Aturan Baru: Bisa Pinjam Berkali-kali dengan Bunga Tetap
Sebelumnya, pelaku usaha di sektor perdagangan dibatasi hanya boleh mengajukan KUR sebanyak dua kali, sementara sektor produksi empat kali. Namun, mulai Januari 2026, batasan tersebut resmi dihapus.
Menteri UMKM menyatakan bahwa para pelaku usaha kini dapat mengakses KUR berkali-kali selama usahanya dinilai layak dan produktif. Selain itu, skema bunga progresif (yang biasanya naik dari 6% ke 7%, 8%, hingga 9% pada pinjaman berikutnya) kini ditiadakan. Semua pengajuan, baik yang pertama maupun yang kelima, dikenakan bunga flat 6% efektif per tahun.

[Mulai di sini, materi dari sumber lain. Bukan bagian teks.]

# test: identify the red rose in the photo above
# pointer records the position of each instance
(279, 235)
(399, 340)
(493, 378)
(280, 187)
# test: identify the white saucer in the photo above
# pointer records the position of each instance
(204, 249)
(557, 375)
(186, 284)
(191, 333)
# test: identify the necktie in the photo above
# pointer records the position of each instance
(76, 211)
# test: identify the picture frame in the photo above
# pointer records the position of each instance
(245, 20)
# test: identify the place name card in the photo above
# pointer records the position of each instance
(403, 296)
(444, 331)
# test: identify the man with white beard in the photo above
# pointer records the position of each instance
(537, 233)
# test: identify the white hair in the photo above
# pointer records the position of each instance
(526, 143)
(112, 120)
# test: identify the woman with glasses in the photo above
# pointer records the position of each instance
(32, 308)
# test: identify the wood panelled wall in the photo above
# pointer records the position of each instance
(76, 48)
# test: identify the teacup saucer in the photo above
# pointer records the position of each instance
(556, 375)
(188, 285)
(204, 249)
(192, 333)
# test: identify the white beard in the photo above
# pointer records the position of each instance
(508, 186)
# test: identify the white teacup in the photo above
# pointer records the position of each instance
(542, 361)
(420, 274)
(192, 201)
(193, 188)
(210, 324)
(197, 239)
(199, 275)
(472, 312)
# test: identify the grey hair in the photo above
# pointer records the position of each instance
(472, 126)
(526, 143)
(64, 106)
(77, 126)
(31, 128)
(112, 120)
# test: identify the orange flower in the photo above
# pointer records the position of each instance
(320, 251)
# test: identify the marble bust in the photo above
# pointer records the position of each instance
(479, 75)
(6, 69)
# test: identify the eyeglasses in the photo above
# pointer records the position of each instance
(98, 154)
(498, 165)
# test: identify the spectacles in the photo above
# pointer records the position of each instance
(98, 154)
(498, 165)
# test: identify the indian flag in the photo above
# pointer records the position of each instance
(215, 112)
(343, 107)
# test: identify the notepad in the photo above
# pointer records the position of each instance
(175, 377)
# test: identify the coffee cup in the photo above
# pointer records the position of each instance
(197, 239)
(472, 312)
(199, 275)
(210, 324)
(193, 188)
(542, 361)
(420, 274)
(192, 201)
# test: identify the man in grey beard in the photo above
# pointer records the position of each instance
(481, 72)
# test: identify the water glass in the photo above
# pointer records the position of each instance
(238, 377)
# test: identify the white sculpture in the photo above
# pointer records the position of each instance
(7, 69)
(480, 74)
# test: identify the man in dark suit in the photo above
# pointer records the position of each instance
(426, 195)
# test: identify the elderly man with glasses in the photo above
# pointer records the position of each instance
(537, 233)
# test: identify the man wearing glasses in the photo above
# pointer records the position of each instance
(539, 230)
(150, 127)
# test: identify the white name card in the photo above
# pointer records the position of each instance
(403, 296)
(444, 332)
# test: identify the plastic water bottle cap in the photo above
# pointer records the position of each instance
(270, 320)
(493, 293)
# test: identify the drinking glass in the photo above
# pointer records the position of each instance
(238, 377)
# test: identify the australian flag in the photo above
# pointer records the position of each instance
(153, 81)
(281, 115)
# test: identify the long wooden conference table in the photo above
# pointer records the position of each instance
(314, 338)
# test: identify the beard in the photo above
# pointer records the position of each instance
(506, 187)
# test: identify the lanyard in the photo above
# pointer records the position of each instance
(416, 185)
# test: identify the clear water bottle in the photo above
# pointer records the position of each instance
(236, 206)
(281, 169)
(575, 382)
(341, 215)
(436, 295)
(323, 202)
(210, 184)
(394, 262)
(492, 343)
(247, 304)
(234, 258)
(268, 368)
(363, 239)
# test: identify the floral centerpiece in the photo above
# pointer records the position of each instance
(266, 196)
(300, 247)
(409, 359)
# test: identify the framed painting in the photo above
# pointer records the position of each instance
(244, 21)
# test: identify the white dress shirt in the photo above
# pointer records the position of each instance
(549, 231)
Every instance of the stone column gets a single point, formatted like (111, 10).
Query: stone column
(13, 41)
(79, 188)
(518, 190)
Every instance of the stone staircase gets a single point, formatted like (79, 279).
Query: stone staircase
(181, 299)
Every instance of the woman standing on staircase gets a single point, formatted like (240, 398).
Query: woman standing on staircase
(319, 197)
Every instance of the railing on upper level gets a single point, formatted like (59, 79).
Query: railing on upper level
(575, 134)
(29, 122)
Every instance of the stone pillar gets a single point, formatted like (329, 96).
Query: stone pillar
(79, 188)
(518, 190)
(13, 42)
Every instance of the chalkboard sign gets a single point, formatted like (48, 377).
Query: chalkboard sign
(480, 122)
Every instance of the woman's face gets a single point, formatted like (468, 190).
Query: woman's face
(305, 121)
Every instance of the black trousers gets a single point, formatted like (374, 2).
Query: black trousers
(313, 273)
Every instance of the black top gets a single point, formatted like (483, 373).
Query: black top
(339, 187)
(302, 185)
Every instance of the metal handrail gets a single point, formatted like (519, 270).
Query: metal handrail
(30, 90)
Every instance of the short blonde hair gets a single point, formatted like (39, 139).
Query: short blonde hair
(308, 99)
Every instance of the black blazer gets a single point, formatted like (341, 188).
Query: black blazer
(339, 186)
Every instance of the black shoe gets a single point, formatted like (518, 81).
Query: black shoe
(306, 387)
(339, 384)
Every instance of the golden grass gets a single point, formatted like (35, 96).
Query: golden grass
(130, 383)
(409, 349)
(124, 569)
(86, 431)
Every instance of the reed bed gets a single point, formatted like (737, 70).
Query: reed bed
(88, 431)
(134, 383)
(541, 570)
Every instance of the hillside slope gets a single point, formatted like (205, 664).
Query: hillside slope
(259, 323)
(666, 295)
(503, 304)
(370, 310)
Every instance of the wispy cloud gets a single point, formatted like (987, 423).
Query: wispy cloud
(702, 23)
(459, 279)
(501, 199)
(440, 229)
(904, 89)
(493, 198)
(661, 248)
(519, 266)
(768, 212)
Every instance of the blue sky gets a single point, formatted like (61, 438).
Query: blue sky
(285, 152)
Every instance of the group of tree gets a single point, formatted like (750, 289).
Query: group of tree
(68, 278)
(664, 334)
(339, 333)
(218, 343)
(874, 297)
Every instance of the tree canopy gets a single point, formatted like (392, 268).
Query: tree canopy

Rincian Jenis KUR BRI 2026
BRI menyediakan tiga kategori utama untuk menyesuaikan skala bisnis masyarakat:
KUR Super Mikro: Plafon hingga Rp10 juta dengan suku bunga super rendah, yakni 3% efektif per tahun. Cocok bagi usaha rintisan atau ibu rumah tangga yang baru memulai bisnis.
KUR Mikro: Plafon di atas Rp10 juta hingga Rp100 juta.